Interesting story:

Madison Runland learned that there is more to nursing than passing pills and following the doctor's orders during a nursing camp last week at Briar Cliff University.

The Guthrie Center High School senior, who has wanted to be a nurse for as long as she can remember, pressed the shiny stainless steel end of a stethoscope against a medical manikin's chest as it rose and fell. Four of her peers, who were crowded around a hospital bed tucked in the corner of a classroom at the Sioux City college, watched intently as a monitor beeped overhead.

"I've always liked to help people since I was little," Runland said. "And my grandma is a nurse."

During the three-day camp, participants, who traveled from as far away as Arizona, took vitals, viewed a cadaver, toured Mercy Medical Center and learned about alternative therapies, such as aroma therapy and meditation.

Assistant professor of nursing Traci Holmquist said flexibility, good communication skills and the willingness to be a life-long learner are attributes that are essential to succeeding in nursing.

"Nursing changes every day and people that aren't willing to learn and try new things will not last long in the profession," she said.

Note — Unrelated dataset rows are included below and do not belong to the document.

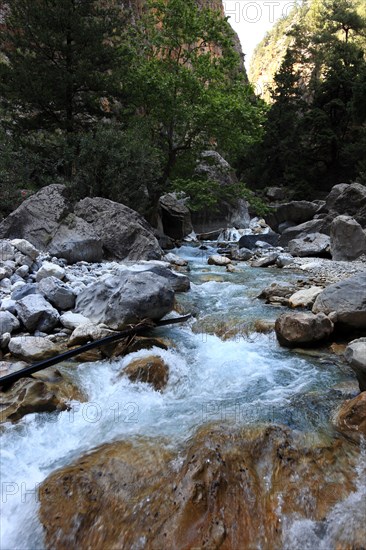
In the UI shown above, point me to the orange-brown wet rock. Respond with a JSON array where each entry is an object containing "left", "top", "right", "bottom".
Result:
[
  {"left": 40, "top": 425, "right": 358, "bottom": 550},
  {"left": 0, "top": 369, "right": 85, "bottom": 422},
  {"left": 336, "top": 391, "right": 366, "bottom": 439},
  {"left": 121, "top": 355, "right": 169, "bottom": 391}
]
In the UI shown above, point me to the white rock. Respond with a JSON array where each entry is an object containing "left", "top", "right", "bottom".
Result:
[
  {"left": 36, "top": 262, "right": 65, "bottom": 282},
  {"left": 11, "top": 239, "right": 39, "bottom": 260},
  {"left": 60, "top": 311, "right": 90, "bottom": 330},
  {"left": 289, "top": 286, "right": 324, "bottom": 307}
]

According to the New England Journal of Medicine, from 2005 to 2010 the number of full-time nurses grew by 386,000. In spite of this growth, Holmquist said a "huge" shortage of nurses will persist as waves of Baby Boomers age.

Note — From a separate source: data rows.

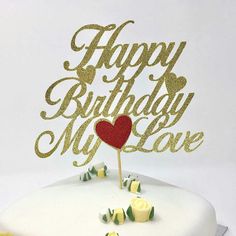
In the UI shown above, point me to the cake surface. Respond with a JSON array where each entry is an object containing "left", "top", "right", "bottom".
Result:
[{"left": 0, "top": 171, "right": 217, "bottom": 236}]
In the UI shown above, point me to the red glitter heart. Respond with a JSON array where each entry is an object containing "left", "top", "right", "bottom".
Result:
[{"left": 95, "top": 115, "right": 132, "bottom": 149}]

"They can do whatever, wherever they want. Nursing is not just bedside care," she said. "They can work in any area of health care that they choose to."

A lot of nursing students, Holmquist said, are drawn to specialty areas such as labor and delivery or intensive care. She said students should concentrate on general medicine first to build their foundational skills.

James Ferdig, of Ponca, Neb., who will be a freshman at Briar Cliff in the fall, said he hopes to one day work in an emergency room or ICU.

"It's something different every day," said Ferdig, who gained nursing experience while working at a nursing home in Emerson, Neb. "I like the patient interaction and getting to help people."